Islam adalah rahmatan lil alamin, tapi ada sebagian umat Islam yang memaknai jihad sebagai perang?

Setiap negara berbeda-beda kondisinya. Umat Islam memang prihatin terhadap keadaan di Palestina. Kalau kemudian timbul kemarahan, itu manusiawi dan dibenarkan akidah. Tapi kemarahan itu jadi masalah jika kita tidak mengukur tempat kita berada. Di Palestina, jihad yang berarti qital (perang) itu memang bisa menjadi solusi.

Di Indonesia?

Di sini, kita mau perang dengan siapa? Di Indonesia musuh kita adalah kejahilan. Jadi, mari kita berjihad untuk membentuk pribadi Islam yang indah, prestatif, dan solutif. Dengan begitu, orang bisa tertarik pada Islam. Jihad itu artinya bersungguh-sungguh di jalan Allah. Memungut sampah, merapikan sandal, menuntun orang-orang tunanetra, membuat lapangan kerja buat tetangga merupakan bagian dari jihad. Jadi, spektrum jihad itu sangat luas.

Solusi Anda terkesan sangat personal. Adakah cara lain yang bisa dilakukan umat Islam agar AS tak lagi sewenang-wenang?

Saya belum bisa berpikir besar dan hebat. Saya hanya berpikir 3M: mulai dari diri sendiri, mulai dari hal yang kecil, dan mulailah hari ini. Kita buktikan bahwa Islam itu indah, rahmatan lil alamin, dan prestatif. Mudah-mudahan nanti bergulir bagai bola salju.

Beralih ke kondisi dalam negeri, yang hingga saat ini belum lepas dari beragam konflik dan pertikaian. Apa komentar Anda?

Masalah yang kita hadapi adalah kita kurang terampil mengendalikan diri. Tak jarang satu masalah disikapi dengan sesuatu yang menimbulkan masalah baru. Orang yang mulia adalah orang yang terampil mengendalikan diri. Kehancuran seseorang biasanya terjadi karena ia tak bisa mengendalikan diri.

Tidakkah Anda melihat masalah di Indonesia disebabkan oleh tiadanya pemimpin yang bisa dipercaya?

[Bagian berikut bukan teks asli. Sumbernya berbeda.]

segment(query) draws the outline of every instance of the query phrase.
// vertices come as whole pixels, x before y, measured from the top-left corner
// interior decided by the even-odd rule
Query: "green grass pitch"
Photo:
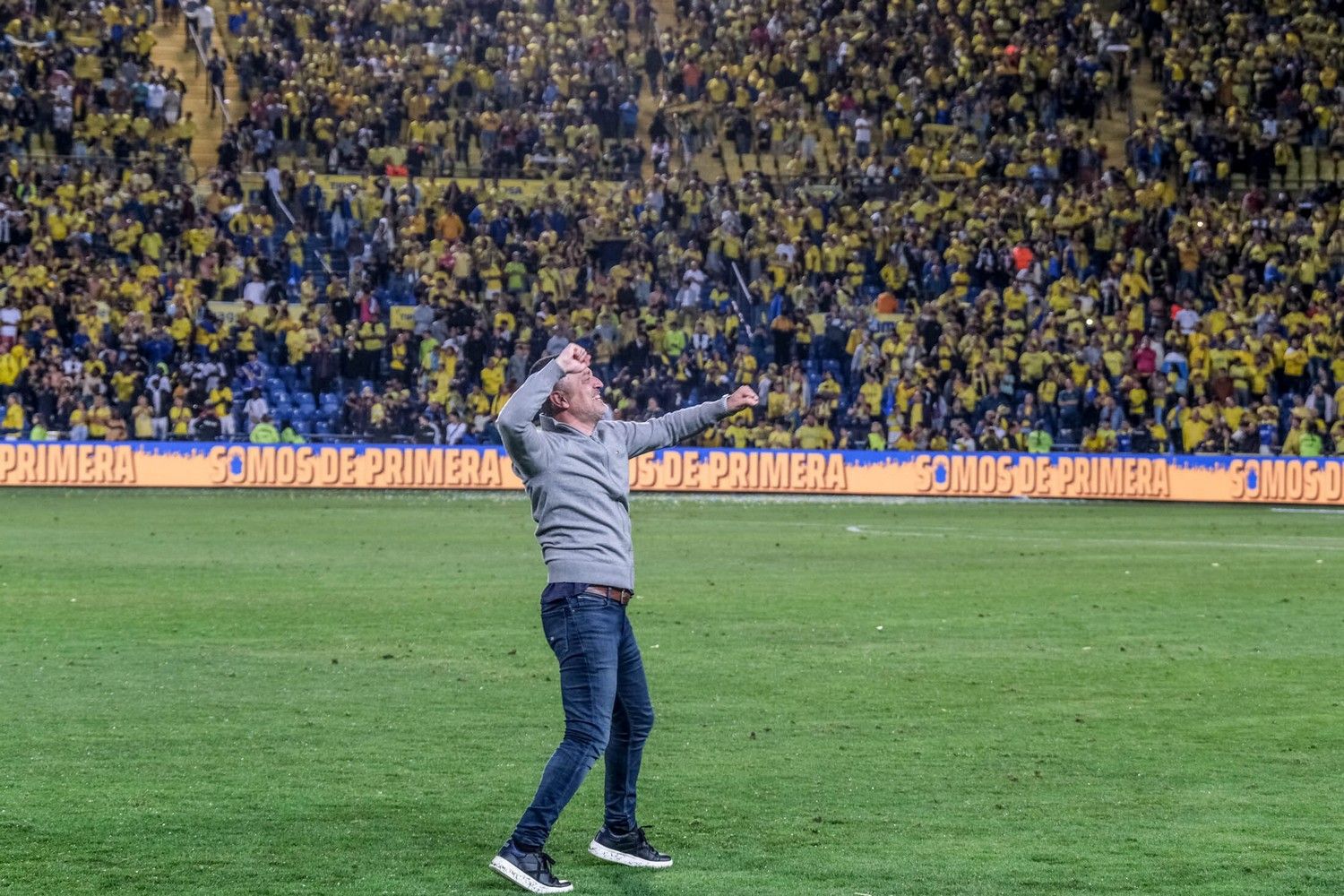
[[[511,893],[562,731],[519,496],[3,492],[0,892]],[[665,872],[593,896],[1344,892],[1344,517],[633,502]]]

Banyak orang berpikir bahwa kita memang mengalami krisis keteladan. Saya sependapat dengan hal tersebut. Tapi, untuk melahirkan figur yang bisa diteladani, bekal yang perlu dimiliki adalah 3M itu. Kalau kita terbiasa melakukan hal baik dari yang kecil-kecil, insya Allah, hal yang besar pun akan bisa kita lakukan dengan cara terbaik.

Sementara kita bersabar menjalankan konsep 3M yang Anda tawarkan, para koruptor malah merajalela di negeri ini?

Kita ini memang miskin betulan, miskin lahir-batin, miskin iman. Para koruptor mentalnya sangat miskin. Meskipun sudah punya, terus saja meraup dan mengambil. Pola hidup kita juga masih materialistis sehingga kita lebih sibuk memamerkan dan membangun topeng daripada isinya. Budaya bertopeng itulah yang membuat korupsi merajalela.

Anda masih optimistis korupsi bisa ditumpas? Begitu banyak lembaga pemberantasan korupsi dibuat, tapi kok tetap mandul.

Saya berbaik sangka kepada orang yang ingin memberantas korupsi. Mungkin mereka sudah melakukan banyak hal, tapi yang diberantas sangat besar. Kita tak bisa mengubah sesuatu semudah membalik telapak tangan. Untuk memberantas korupsi, harus ada orang yang berani memberantas, dan dia tak terlibat sama sekali dengan korupsi. Semua elemen masyarakat harus bersinergi.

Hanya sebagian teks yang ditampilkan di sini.